The impact this has made on attitudes to safety — even though it can’t be easily measured — appears to be negative. Panellists were concerned that safety is playing second fiddle to sustainability.


Shipping needs to “up its game” in terms of the safety aspects of decarbonisation, one speaker urged. Others insisted that safety and sustainability were two sides of the same coin, and that compromising on safety would mean compromising on the issue of decarbonisation itself.

One panellist illustrated the point metaphorically: “Regarding alternative fuel, safety should form the base of the pizza, with toppings of sustainability, technology, and cost. If the base of safety isn’t in place, we will have to compromise.”

The pace of progress on the journey to decarbonisation will be too fast for most companies to tackle individually, which means sharing experiences – good and bad – will become paramount. This will require openness and honesty in reporting failures, on the one hand, and an acceptance that growth is often grounded on making mistakes.

“We don’t deny we will make mistakes,” said one speaker. “We need to learn from them.” Another agreed: “Mistakes… are part of continual learning and reflection.”

However, while mistakes today often have commercial consequences — a fact that can lead to near- misses not being reported — all parties in a future venture will be expected to take a mature attitude to mistakes to encourage openness and best practice.

An example of just how quickly the industry can learn from a shared experience of best practice came with the new limit on sulphur content in fuel oil used onboard ships came into force from January 1, 2020. In the years leading up to the implementation of IMO 2020, class societies, engine manufacturers, insurers, the International Maritime Organization, and everyone else involved gave guidelines on compliance. Failures were very swiftly brought back in line.

A similar combination of guidance, collaboration, transparency, and best practice — underpinned by safety — will prove invaluable in helping achieve decarbonisation targets, panellists said.

Speakers also agreed that first movers would play a critical role in dragging the industry beyond its safe space to the realms of the ‘unknown knowns’, where vessel operators seek to collaborate with others that have already tried and tested a fuel or a new technology.

These first movers will be “well looked after, and they will probably be very good at it,” it was suggested. The greater concern will come “when the bulk of the vessels come into the market and move into these new fuels.”

However, another speaker said, “as long as all parties consider each other as partners, rather than suppliers and vendors, and create a safe environment where information can be shared, and if when we fail, we fail fast, people will still be open and encouraging”.

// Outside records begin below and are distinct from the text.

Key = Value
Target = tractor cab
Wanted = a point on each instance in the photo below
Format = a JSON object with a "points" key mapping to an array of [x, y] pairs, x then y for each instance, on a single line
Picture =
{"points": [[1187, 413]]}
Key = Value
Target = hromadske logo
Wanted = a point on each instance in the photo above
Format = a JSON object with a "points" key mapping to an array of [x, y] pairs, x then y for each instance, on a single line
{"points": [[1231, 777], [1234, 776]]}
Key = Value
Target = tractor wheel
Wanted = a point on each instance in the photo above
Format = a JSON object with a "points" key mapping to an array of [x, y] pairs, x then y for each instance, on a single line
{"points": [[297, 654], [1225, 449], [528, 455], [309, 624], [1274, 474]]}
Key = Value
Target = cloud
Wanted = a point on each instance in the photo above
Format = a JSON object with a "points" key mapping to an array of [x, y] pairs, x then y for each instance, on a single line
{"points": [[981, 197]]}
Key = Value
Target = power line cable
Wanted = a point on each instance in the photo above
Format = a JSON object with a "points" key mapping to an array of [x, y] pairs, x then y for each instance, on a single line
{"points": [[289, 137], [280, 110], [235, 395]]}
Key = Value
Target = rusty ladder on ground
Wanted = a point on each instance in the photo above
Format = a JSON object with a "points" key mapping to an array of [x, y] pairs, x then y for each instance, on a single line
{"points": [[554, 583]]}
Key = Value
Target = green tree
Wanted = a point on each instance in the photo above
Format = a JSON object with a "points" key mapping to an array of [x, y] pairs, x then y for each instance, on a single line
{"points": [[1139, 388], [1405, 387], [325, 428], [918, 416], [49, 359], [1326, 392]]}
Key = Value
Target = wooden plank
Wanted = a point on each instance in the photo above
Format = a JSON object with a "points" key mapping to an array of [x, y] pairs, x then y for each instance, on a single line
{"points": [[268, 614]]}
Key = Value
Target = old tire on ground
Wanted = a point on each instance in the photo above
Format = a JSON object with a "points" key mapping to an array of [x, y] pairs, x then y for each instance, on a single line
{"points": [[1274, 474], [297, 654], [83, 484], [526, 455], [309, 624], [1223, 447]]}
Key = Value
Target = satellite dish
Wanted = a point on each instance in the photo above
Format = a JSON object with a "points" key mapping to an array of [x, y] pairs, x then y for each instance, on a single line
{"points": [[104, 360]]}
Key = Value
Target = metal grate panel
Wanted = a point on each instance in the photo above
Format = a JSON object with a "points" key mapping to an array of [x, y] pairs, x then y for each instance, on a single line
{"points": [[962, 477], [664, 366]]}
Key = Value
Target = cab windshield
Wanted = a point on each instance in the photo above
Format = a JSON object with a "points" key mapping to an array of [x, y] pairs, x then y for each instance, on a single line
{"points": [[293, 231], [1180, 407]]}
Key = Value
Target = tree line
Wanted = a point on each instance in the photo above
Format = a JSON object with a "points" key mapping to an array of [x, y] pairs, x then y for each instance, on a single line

Safety at sea is not all about fuels and technology, most of it comes down to people, and issues such as leadership, care, and wellbeing of seafarers.

That also overlaps with decarbonisation issues. Seafarers should be empowered, this speaker said, because “they hold the key to making decarbonisation safe”.

The scale of the transformation, in Mr Ørbeck-Nilssen’s phrase “a maritime renaissance”, will impact on all aspect of shipping life, its culture, its organisation, and the way in which companies work with partners.

While there was widespread agreement that the bedrock of successful transformation will be safety and the driver will be sustainability, there was a little less optimism about transparency and collaboration. Competition rules might stand in the way of collaboration, going forward, one speaker cautioned.

This tound table discussion which, unusually, involved eight executives from across the maritime spectrum, was encouraged to find so much common ground. However, they were agreed that an increasing trend toward safer shipping shown in recent years is no guarantee of safe and sustainable shipping in future.

“The coming decade will be transformational and inspiring,” Mr Ørbeck-Nilssen concluded, “but it will not be straightforward and it will not be easy.” Success will involve safety and sustainability with equal weight.